If you’ve experienced a childhood on the planet Earth, you know that Santa has a list that helps him keep track of which children have been good (or bad) during the past year. Not only does Santa make a list, but even in the midst of presiding over North Pole operations during their busiest time of the year, he doesn’t just check the list once. No, he checks it twice.
For many of us, December is no different. Ok, well it’s a lot different—we don’t carry the burden of delivering toys to millions of children…or having to single-handedly consume all the cookies and milk left next to each fireplace. But, December is a busy time for just about everyone. And, even in the midst of the Christmas chaos, there’s an important list of year-end money maneuvers that, if applicable, could have a big impact on your finances.
1. Roth IRA Conversions
Due to IRS income limits, you may not be able to contribute directly to a Roth IRA, and your contributions to a Traditional IRA may be non-deductible from your income. However, there is no IRS income limit for a Roth Conversion.
A Roth Conversion occurs when funds in a Traditional IRA (where gains are tax-deferred until withdrawn) are converted to a Roth IRA (where gains are withdrawn tax-free). By doing this, a taxpayer can pay taxes on the Traditional IRA funds now and then move those funds to a Roth IRA.*
Why would you want to do this? Well, by converting to a Roth IRA and paying the applicable tax now, you may owe no future income tax on those funds (including any gains).** For example, if your income decreased in 2016 due to a job change, you may consider converting some of your Traditional IRA funds to a Roth IRA because you may be in a lower tax bracket (i.e. you may pay less taxes now than you might in future years). The deadline for conversions is December 31st.
There are some important caveats to this option, especially if you already have current assets in an IRA, so it’s best to speak with a financial advisor and tax advisor before you get too far down the road.

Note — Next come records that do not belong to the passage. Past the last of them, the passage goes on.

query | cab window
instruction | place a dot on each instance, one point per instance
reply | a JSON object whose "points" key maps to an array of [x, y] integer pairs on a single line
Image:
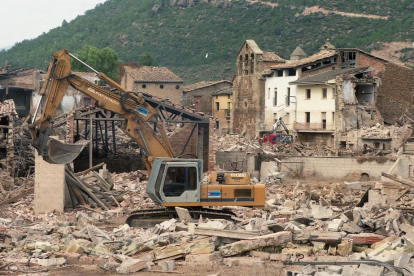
{"points": [[180, 179]]}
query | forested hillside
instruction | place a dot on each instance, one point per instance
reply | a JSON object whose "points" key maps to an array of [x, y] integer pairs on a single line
{"points": [[180, 33]]}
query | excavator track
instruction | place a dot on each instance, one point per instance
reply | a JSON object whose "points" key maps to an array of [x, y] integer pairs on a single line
{"points": [[148, 218]]}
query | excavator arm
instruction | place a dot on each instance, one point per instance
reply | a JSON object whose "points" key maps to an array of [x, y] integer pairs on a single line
{"points": [[129, 105]]}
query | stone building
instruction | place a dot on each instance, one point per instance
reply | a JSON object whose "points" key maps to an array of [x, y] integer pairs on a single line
{"points": [[23, 86], [200, 95], [8, 115], [249, 87], [156, 81], [222, 105], [322, 96]]}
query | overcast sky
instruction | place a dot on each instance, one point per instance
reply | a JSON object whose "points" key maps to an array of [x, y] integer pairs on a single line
{"points": [[27, 19]]}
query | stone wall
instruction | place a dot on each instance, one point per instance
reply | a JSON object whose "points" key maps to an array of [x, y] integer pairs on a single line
{"points": [[395, 94], [49, 187], [337, 167], [205, 94], [397, 87]]}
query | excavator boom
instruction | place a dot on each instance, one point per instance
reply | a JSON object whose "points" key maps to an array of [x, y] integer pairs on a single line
{"points": [[129, 105], [173, 182]]}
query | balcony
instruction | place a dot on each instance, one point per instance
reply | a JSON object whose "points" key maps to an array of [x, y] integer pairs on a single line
{"points": [[320, 127]]}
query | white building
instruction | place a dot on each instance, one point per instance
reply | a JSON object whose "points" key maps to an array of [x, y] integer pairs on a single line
{"points": [[280, 97]]}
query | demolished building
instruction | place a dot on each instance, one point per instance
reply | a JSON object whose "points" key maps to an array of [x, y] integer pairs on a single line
{"points": [[322, 96]]}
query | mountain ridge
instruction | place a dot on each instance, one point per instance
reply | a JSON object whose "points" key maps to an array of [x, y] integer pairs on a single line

2. Max-Out Qualified Plan Contributions
If you have not contributed the maximum to an available 401(k) or 403(b), talk to your payroll department about increasing your contribution before December 31st. The maximum contribution for 2016 is $18,000. If you’re over the age of 50, you can also make an additional catch-up contribution of $6,000.
At the very least, it’s always a good idea to contribute enough to receive the full employer match. Don’t forget, you can also make IRA contributions in addition to your company retirement plan contributions.
3. Review Your Charitable Contributions
If you plan to itemize your deductions from taxable income, the deadline to donate to a qualified charity is December 31st. And, you have right up until that deadline, as donations paid by check are considered delivered on the day you mail them. When it comes to charitable giving, you may deduct an amount up to 50 percent of your adjusted gross income, however some limitations do apply. In addition to monetary donations, you might also consider donating highly-appreciated assets—stocks, bonds, mutual funds, etc.—to mitigate capital gains taxes. An easy way to do this is to set up a donor-advised fund, which acts like a charitable savings account.
4. Required Minimum Distributions (RMDs)
If you’ve reached the age of 70 ½, take RMDs on retirement accounts by December 31st. The minimum distribution rules apply to Traditional IRAs, SEP IRAs, SIMPLE IRAs, 401(k) plans, 403(b) plans, profit-sharing plans and other defined contribution plans.
Not every recommendation may necessarily apply to your financial position; but, just as it’s important to start each year with a renewed financial discipline, it’s equally important to finish strong by positioning yourself for future success.
About the Author:
Brian Remson is a CERTIFIED FINANCIAL PLANNER™ practitioner at Ferguson-Davis Wealth Management Group in Waco, Texas. A 2011 graduate of Baylor University, Brian currently serves as the past-president of the Waco Young Professionals and also serves as the Treasurer of Twin Rivers Homeowners Association. He enjoys coaching competitive swimming and spending time with his wife and their two children. You can connect with him on Twitter (@BrianRemson), his monthly blog post, or via email. You can learn more about Ferguson-Davis and their services by reading their Firm Profile.
*If you’ve already paid tax on your Traditional IRA non-deductible contribution, then a Roth Conversion may be a non-taxable event.
**Unless certain criteria are met, Roth IRA owners must be 59 ½ or older and have held the IRA for five years before tax-free withdrawals are permitted. Additionally, each converted amount may be subject to its own five-year holding period. Converting a Traditional IRA into a Roth IRA has tax implications. Investors should consult a tax advisor before deciding to do a conversion.